The plan is for the project partners to develop new regulatory and ethical requirements, including, for instance, standardized testing protocols and certifications or a specific code of conduct for use of the technology. In addition, the necessary technical and administrative procedures must be developed and created. Also on board the TEF-Health project are therefore leading hospitals, universities, and clinical research institutions such as Sweden’s Karolinska Institutet, as well as state-designated testing organizations such as German safety inspector TÜV and the National Metrology Institute of Germany and its French counterpart, the “Laboratoire national de métrologie et d'essais,” or LNE for short. The newly created evaluation resources and infrastructure will be made available to industry in the future in the form of fee-based services. “Widespread use of these comprehensive testing and evaluation tools will not only accelerate market access for innovative AI and robotics technologies, but will also ultimately boost public confidence in these new developments,” explains Ritter.
Getting to market faster
The TEF-Health project has the express aim of generating and consolidating sustainable collaborations between industry, academic research, and other players. “Long-term partnerships in innovation networks have shown to provide a particularly favorable environment for the transfer of technology from research to practice,” Ritter explains. “What’s more, close cooperation between the various partners avoids duplicating work already done.” This, she says, makes sure investments are used for highest impact. The close collaboration will also help to ensure that going forward research findings are translated more quickly into new products and services. Ultimately, the entire value chain in AI and robotics technologies for healthcare will benefit from this – which in turn will “increase the prosperity and quality of life of society as a whole,” predicts Ritter.

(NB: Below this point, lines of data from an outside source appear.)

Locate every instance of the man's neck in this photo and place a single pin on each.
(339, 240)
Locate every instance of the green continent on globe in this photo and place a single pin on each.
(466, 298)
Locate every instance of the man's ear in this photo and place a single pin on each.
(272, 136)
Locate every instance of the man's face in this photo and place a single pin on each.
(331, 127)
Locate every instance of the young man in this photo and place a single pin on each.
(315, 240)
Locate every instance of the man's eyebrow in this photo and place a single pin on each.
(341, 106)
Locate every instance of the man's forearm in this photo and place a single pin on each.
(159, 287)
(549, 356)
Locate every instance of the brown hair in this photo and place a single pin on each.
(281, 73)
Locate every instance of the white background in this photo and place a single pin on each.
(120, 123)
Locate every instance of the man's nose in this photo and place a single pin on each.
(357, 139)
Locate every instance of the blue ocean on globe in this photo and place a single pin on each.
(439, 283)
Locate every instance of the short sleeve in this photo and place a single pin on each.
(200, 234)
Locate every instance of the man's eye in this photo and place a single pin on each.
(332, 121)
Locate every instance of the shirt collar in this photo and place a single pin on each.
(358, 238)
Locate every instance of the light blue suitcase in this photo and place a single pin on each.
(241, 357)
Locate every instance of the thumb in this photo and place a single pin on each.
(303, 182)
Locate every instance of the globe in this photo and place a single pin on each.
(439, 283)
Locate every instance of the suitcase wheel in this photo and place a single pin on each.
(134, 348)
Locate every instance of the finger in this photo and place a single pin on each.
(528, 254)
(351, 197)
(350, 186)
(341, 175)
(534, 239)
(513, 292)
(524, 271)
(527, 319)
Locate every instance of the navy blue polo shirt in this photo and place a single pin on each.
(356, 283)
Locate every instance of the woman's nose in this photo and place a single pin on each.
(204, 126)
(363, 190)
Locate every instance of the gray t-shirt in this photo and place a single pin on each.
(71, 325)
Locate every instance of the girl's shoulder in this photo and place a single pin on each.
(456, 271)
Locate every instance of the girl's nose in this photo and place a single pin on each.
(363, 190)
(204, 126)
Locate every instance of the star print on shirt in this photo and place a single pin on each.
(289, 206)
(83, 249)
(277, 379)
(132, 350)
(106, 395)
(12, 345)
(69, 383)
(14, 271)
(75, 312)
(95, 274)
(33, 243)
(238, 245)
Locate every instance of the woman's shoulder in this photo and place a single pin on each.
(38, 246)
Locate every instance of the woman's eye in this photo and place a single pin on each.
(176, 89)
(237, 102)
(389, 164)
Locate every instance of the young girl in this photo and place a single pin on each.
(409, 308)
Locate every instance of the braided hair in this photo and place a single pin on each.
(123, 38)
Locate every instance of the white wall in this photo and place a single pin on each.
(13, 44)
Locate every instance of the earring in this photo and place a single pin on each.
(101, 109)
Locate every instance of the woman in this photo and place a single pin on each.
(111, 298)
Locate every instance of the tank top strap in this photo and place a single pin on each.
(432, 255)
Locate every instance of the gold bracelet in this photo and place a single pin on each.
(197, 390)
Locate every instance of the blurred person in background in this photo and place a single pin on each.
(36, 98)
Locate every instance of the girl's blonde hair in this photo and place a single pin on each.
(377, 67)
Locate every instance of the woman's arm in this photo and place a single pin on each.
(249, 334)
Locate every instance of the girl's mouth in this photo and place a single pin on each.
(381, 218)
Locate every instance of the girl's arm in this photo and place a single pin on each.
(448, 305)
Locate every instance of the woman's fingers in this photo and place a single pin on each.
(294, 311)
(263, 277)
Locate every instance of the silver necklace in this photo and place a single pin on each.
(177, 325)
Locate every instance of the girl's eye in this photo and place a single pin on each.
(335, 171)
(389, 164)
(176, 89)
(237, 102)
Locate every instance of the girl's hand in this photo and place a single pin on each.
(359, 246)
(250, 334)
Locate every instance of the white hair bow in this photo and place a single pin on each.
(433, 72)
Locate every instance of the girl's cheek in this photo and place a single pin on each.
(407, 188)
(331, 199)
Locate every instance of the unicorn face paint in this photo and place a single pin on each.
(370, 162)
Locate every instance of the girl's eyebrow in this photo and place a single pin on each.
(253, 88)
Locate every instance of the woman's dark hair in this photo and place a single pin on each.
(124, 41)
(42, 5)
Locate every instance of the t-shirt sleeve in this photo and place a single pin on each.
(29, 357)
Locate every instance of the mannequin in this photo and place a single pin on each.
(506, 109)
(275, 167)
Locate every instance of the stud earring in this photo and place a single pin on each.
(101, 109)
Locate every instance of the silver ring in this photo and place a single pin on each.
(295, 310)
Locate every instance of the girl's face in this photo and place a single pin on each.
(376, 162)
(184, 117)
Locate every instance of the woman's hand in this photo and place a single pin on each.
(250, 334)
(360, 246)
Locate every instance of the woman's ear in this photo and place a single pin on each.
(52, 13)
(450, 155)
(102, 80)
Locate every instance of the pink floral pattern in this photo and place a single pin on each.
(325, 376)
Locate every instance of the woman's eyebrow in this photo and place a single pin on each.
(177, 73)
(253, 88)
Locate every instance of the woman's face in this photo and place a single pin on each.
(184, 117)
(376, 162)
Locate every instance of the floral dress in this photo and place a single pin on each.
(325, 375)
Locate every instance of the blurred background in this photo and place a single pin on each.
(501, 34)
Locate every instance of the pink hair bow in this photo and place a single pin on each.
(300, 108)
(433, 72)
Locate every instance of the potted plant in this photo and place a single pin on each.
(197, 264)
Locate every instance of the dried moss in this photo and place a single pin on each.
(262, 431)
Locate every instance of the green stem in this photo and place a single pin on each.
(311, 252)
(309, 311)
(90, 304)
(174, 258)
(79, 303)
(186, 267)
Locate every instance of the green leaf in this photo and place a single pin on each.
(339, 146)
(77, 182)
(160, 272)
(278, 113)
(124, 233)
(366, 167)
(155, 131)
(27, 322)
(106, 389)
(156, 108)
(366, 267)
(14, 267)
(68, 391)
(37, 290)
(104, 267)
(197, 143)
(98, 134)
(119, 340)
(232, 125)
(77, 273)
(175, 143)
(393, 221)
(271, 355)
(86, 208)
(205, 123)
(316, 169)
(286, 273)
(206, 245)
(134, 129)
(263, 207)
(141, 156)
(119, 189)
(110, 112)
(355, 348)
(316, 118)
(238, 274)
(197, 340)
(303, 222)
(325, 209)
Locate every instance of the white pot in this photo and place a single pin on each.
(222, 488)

So in the end, TEF-Health will contribute to Digital Europe’s overall aim of increasing the effectiveness, resilience, and sustainability of European health and care systems and reducing healthcare delivery inequalities in Europe, while ensuring compliance with relevant legal, ethical, quality, and interoperability standards and requirements. Or, in Ritter’s words: “With TEF-Health we want to help ensure that the digital transformation of our healthcare system occurs safely and for the benefit of all – as articulated in the BIH’s mission of “turning research into health.